Il prossimo voto in circa la metà dei comuni italiani, quasi tremila e novecento, non può non essere letto, da tutti, elettori del PD compresi, come un test di fondamentale importanza. Ed eccoli allora, in uno scenario che potrebbe essere quello caro ai fratelli Vanzina e alle loro vacanze, presentarsi, sereni e sinceri come una famosa coppia di stilisti italiani in vena di scuse al popolo cinese, per riprendersi la scena con l’ennesimo proclama immediatamente stroncato dal partner di governo.

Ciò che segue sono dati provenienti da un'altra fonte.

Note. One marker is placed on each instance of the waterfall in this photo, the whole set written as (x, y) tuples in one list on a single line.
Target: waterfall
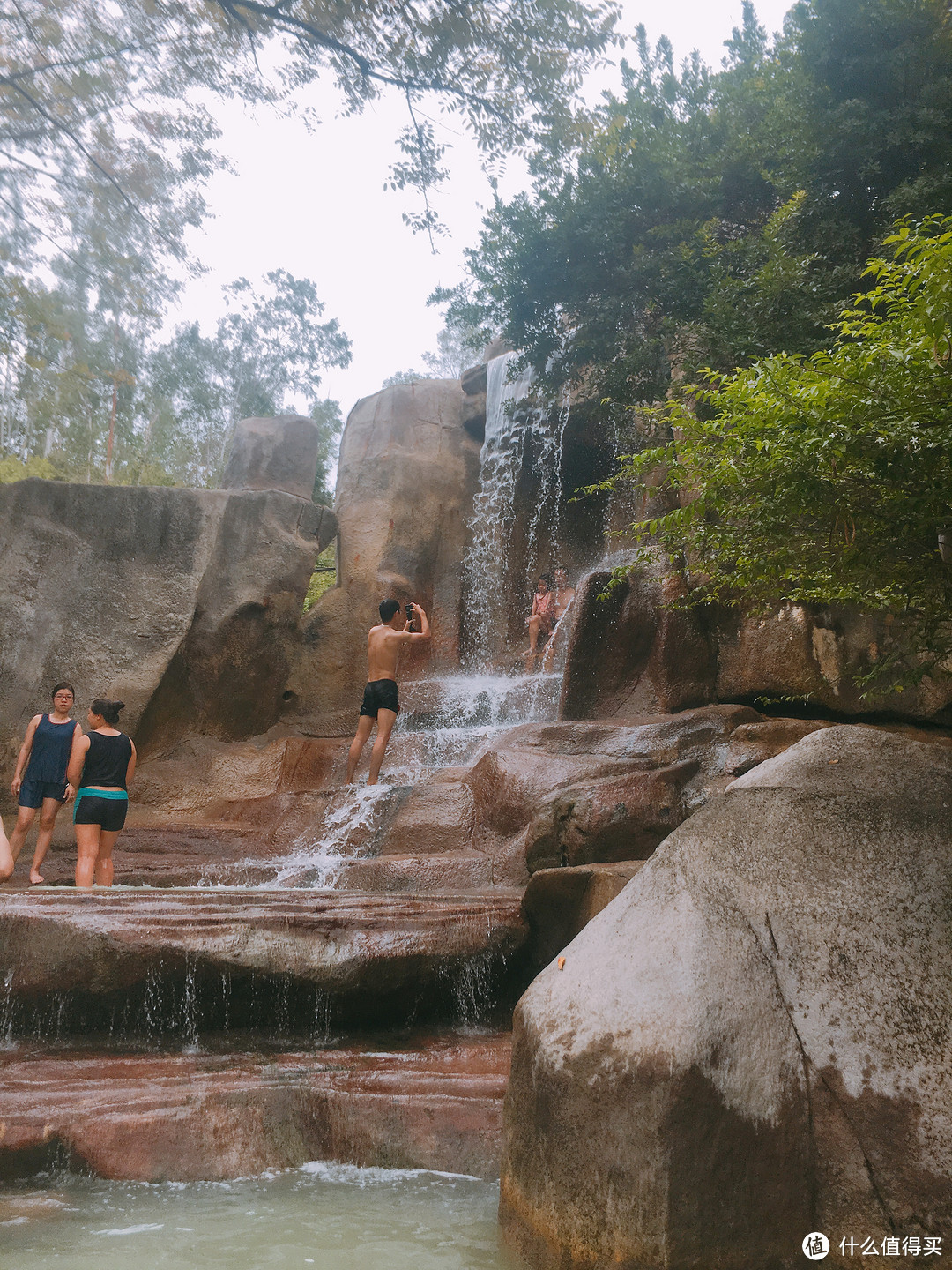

È davvero questo il piatto che il Governo intende servire agli italiani o sono piuttosto gli avanzi del passato cenone?

Se davvero si volesse usare almeno il buon senso e i numeri a disposizione e far tesoro della carta di valori enunciata dal Presidente Mattarella poche ore fa, non sarebbe impossibile almeno provare a raggiungere qualche risultato positivo. Se solo si avesse il coraggio di ammettere che non ci sono i presupposti per fare per intero quanto – avventatamente- promesso e si accettasse di rinunciare reciprocamente a fette anche consistenti, va detto, di consenso, per realizzare interventi strutturali sulle opere pubbliche, sul contrasto serio all’evasione, sull’emersione del sommerso, sulla sicurezza senza dimenticare solidarietà ed equità, se si prendessero sul serio i dati sulla demografia di questo paese e quanto pesa la zavorra del debito pubblico sulle nostre reali capacità di crescita e di fare sistema, allora forse potrebbe non essere l’ennesima occasione persa, bensì una partita da giocare.

A vent’anni dalla introduzione della moneta unica europea, con una quasi decennale crisi economica se non del tutto superata almeno fortemente ridimensionata, la fine di essenziali misure europee a sostegno dell’economia continentale, delle quali, inutile negarlo, “anche” l’Italia ha tratto vantaggio, il concreto delinearsi di scenari mondiali di contrapposizione economica e geopolitica, la necessità di prendere posizioni risolute sulla salvaguardia dell’ambiente, tutto ciò deve suggerire, se non imporre, prudenza, moderazione e, soprattutto, concretezza.